Social security cuts of more than £6 billion a year will hit pensioner families under the Government’s welfare reforms, a new report has claimed.

Research for the TUC showed that a quarter of all social security cuts between 2010 and 2016/17 will fall on families where at least one adult is above state pension age.

The union organisation said a large proportion of the losses were due to the Government’s decision to change the measure used to increase benefits every year from RPI inflation to the lower CPI measure.

Reductions in pensioner credit and disability benefits also accounted for the cuts, said the TUC.

The social security cuts faced by pensioner families are set to get worse after the election, warned the TUC, especially when Universal Credit is rolled out nationally from 2015, as almost half of the projected £5 billion a year of cuts that its introduction will bring will fall on pensioner families.

This will bring total losses to pensioner families up to £8.75 billion a year, said the TUC.

General secretary Frances O’Grady said: “The Government want people to think that their welfare reforms have targeted so-called scroungers, while pensioners have been spared the pain. After all, the Prime Minister pledged to protect pensioner benefits during the last general election campaign. The reality, however, is very different.

“Pensioner families have had been hit hard by the Chancellor’s social security axe with their incomes set to be slashed by over £6 billion a year.

“For many pensioners the worst is yet to come. Universal Credit will make unemployed men and women in their mid-60s the new work-shy scroungers – unable to claim Pension Credit and suddenly subject to the Government’s sanctions regime.

“Poor pensioners with no private income will also lose out as a result of the Chancellor’s stealth cut in the uprating of vital benefits such as the state pension.

“The Government’s welfare reforms are undermining the extra support we need when we have children or retire, and the safety net we rely upon if we lose our job or become ill. It is time to stand up for the social security system that we all pay into and will all need at some point in our lives.”

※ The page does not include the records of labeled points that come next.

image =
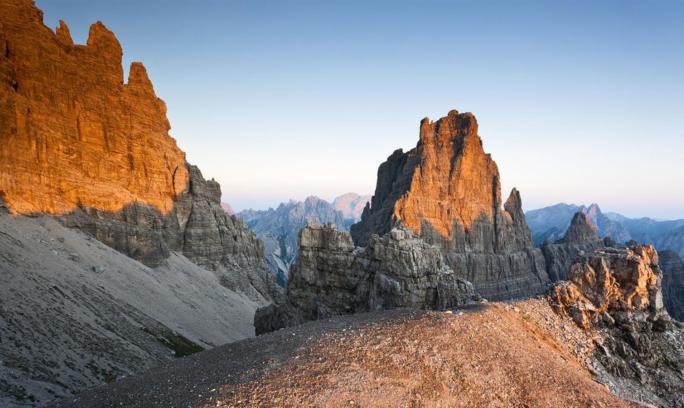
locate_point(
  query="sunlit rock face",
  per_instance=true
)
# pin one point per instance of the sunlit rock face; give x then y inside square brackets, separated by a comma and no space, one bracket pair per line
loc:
[579,239]
[616,293]
[72,133]
[79,144]
[333,277]
[447,190]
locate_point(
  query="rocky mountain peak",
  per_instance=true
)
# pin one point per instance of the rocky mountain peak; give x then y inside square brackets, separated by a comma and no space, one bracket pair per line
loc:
[63,34]
[447,190]
[581,231]
[72,134]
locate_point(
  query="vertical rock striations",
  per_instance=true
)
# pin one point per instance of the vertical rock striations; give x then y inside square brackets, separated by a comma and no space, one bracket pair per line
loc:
[673,283]
[78,143]
[279,229]
[447,190]
[579,239]
[333,277]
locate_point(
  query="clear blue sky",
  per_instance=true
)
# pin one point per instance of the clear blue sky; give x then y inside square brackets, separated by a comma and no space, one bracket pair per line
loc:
[578,101]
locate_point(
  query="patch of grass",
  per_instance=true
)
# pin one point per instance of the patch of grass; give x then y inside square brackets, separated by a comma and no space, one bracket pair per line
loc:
[180,345]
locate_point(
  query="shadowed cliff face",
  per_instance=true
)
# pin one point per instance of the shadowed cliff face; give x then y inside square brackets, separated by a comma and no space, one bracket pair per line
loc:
[447,190]
[73,134]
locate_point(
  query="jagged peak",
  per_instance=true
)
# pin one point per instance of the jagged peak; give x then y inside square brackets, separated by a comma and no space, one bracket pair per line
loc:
[513,204]
[63,33]
[138,78]
[453,125]
[99,35]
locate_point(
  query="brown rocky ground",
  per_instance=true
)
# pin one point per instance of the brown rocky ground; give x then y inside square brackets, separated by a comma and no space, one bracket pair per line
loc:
[495,355]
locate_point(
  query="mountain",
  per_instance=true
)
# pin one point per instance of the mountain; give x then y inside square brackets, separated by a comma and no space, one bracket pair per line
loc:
[551,222]
[351,205]
[227,208]
[279,228]
[601,339]
[447,191]
[673,283]
[116,254]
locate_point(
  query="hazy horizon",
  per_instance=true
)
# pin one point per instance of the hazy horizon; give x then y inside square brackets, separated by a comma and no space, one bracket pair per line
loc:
[576,102]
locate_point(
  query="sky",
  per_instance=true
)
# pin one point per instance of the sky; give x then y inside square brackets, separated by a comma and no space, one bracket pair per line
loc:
[577,101]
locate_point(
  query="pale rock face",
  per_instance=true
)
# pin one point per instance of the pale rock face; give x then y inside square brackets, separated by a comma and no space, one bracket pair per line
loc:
[279,229]
[447,190]
[79,144]
[616,295]
[333,277]
[73,134]
[580,239]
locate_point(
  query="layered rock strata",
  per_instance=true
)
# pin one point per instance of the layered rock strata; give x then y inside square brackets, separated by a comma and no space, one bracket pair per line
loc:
[279,229]
[333,277]
[447,190]
[78,143]
[639,350]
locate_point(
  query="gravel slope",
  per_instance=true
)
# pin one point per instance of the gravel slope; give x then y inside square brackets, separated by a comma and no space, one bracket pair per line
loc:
[74,313]
[499,355]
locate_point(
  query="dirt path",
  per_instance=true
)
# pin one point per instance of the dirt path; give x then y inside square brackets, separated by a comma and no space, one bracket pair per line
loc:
[502,355]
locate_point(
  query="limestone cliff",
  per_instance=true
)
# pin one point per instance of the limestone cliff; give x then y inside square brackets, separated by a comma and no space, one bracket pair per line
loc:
[673,283]
[639,351]
[333,277]
[73,133]
[279,229]
[447,190]
[579,239]
[78,143]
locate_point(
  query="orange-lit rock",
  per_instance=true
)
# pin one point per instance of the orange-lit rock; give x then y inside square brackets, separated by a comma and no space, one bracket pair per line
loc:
[71,132]
[79,144]
[447,190]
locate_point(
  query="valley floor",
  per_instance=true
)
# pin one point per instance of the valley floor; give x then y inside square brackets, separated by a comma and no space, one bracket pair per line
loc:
[495,355]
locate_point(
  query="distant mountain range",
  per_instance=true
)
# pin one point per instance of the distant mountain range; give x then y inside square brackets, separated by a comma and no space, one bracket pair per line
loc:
[550,223]
[279,228]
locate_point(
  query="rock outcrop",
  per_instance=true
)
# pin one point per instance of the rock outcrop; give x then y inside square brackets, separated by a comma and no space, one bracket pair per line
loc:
[351,205]
[673,283]
[640,350]
[73,134]
[580,238]
[333,277]
[78,143]
[279,229]
[447,190]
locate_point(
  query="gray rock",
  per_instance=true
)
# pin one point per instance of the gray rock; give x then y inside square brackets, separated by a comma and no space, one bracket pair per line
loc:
[333,277]
[197,227]
[580,238]
[447,190]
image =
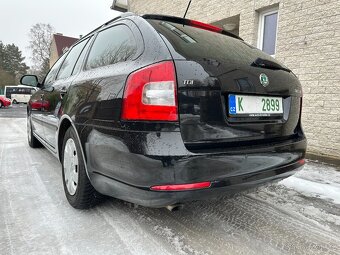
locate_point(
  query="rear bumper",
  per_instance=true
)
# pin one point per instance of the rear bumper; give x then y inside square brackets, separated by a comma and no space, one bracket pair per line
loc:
[229,186]
[116,171]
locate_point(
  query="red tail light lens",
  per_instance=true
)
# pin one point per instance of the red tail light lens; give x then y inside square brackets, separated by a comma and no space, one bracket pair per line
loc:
[179,187]
[150,94]
[205,26]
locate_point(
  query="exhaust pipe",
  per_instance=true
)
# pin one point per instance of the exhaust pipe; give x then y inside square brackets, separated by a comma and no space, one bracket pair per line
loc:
[175,207]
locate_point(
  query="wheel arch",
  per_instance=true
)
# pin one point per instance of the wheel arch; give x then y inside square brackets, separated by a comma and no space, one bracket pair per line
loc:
[64,123]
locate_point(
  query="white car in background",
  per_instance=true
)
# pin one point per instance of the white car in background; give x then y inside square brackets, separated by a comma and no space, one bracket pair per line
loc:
[19,93]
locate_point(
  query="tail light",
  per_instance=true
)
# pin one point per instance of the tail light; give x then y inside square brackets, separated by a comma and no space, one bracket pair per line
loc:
[150,94]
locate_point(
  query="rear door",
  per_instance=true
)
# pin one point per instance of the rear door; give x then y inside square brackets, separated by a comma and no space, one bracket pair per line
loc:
[215,73]
[38,102]
[60,87]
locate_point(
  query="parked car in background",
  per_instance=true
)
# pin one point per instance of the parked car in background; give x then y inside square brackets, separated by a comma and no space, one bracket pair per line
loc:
[160,110]
[20,93]
[4,102]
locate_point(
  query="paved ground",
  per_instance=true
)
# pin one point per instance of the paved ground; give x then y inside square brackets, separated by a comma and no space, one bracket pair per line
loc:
[300,215]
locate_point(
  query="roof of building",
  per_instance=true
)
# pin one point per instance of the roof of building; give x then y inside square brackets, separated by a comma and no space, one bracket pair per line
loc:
[63,42]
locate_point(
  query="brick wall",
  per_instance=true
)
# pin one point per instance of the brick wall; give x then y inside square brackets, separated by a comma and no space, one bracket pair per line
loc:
[308,42]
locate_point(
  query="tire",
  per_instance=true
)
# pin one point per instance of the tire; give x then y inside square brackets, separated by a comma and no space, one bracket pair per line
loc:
[33,142]
[78,189]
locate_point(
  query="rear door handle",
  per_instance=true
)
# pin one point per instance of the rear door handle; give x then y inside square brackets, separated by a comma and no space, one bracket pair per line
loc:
[62,93]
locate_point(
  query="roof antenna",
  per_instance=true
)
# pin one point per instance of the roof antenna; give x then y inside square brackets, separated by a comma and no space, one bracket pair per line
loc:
[185,14]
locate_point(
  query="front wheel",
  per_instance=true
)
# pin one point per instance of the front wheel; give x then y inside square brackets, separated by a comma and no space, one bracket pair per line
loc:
[78,189]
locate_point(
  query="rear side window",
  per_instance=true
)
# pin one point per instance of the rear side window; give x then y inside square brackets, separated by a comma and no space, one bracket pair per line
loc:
[68,65]
[81,58]
[201,45]
[112,45]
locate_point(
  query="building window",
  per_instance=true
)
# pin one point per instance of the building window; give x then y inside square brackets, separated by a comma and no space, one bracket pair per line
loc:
[268,31]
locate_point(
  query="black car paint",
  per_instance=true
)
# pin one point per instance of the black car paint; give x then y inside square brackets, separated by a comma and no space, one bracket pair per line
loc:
[124,159]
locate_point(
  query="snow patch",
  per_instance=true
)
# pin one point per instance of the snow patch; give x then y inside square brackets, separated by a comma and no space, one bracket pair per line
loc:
[325,191]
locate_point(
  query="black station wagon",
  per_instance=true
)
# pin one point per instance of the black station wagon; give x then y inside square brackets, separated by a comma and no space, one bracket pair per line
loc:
[159,110]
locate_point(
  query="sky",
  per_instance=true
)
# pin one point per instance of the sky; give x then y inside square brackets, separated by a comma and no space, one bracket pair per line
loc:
[69,17]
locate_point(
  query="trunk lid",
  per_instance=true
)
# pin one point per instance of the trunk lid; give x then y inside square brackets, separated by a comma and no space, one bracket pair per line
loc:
[211,68]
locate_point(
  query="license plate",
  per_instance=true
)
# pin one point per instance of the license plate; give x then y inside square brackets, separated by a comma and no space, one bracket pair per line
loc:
[254,106]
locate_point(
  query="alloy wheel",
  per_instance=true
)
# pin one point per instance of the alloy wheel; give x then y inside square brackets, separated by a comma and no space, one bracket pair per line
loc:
[71,166]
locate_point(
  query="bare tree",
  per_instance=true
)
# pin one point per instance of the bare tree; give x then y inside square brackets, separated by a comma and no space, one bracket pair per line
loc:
[40,42]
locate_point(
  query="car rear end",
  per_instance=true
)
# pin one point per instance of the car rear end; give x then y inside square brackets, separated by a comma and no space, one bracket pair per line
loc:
[216,117]
[5,101]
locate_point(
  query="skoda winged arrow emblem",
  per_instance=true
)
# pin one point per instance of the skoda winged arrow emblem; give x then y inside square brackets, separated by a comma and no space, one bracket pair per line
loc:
[264,80]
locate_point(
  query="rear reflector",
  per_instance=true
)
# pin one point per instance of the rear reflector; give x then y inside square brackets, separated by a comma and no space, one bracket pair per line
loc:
[150,94]
[179,187]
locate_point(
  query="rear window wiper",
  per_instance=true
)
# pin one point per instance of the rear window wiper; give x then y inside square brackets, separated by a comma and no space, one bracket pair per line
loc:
[264,63]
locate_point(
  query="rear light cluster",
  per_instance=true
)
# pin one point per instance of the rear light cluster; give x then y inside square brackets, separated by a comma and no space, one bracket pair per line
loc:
[150,94]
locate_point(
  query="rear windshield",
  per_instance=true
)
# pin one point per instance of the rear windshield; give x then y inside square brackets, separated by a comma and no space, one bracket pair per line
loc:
[203,45]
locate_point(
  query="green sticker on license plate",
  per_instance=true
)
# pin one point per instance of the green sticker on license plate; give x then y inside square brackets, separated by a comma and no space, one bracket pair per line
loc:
[255,105]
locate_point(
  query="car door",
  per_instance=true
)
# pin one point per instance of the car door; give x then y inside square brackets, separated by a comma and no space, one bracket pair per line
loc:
[54,97]
[37,104]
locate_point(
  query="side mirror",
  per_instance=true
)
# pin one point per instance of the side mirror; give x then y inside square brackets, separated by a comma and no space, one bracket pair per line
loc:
[120,5]
[29,80]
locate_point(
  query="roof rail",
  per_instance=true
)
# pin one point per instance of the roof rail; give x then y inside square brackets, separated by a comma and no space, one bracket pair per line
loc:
[192,23]
[123,15]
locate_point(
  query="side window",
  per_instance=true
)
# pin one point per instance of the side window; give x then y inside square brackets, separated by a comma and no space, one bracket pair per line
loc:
[112,45]
[68,64]
[52,73]
[81,58]
[267,31]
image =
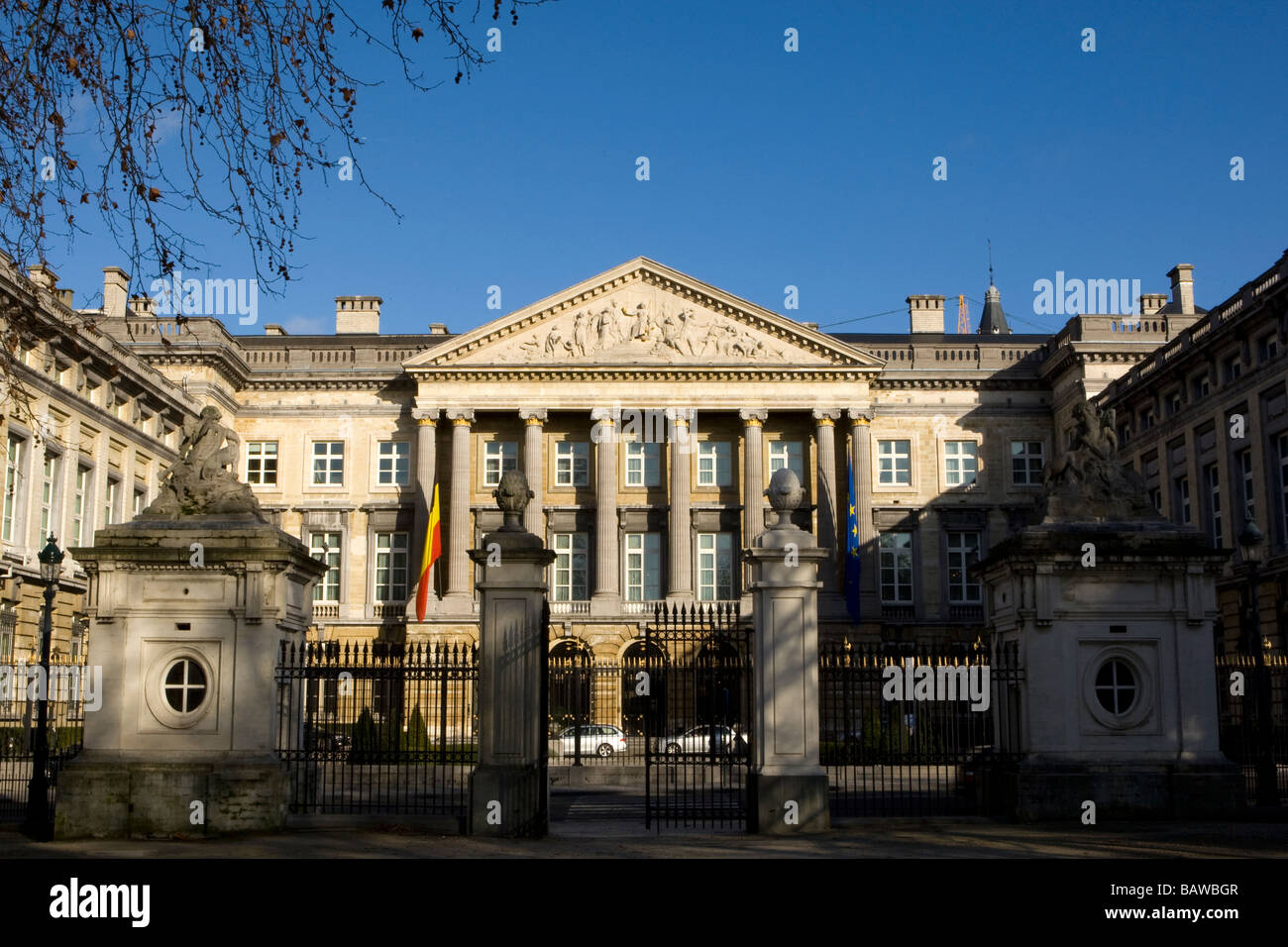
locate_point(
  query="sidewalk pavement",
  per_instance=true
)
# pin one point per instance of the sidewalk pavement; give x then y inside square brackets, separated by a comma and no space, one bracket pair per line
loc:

Caroline Abrahams, charity director at Age UK, said: “Many pensioners are struggling to keep their heads above water and the formula used for uprating state pensions and benefits makes a big difference. Age UK strongly supports the triple lock which gives people the security of knowing that their basic pension will go up over time. However low earnings growth in the past few years and the government’s decision to switch from using RPI to CPI have undoubtedly had a detrimental impact on the overall value of the state pension and benefits.”

A Department for Work and Pensions spokesman said: “Our older people have worked hard and paid into the system all their lives. That is why this Government has protected key support for pensioners including winter fuel payments, free prescriptions, free eye tests and bus passes and free TV licenses for the over-75s.

“Furthermore, the ‘triple lock’ guarantee has given today’s pensioners a basic state pension which is a higher share of average earnings than at any time since 1992 and will make 12.7 million people better off by over £400 a year by the end of this Parliament.

“Contrary to what the TUC is saying, our reforms – with the introduction of the flat-rate pension – are designed to simplify the system to make it easier for pensioners to get the support they need.”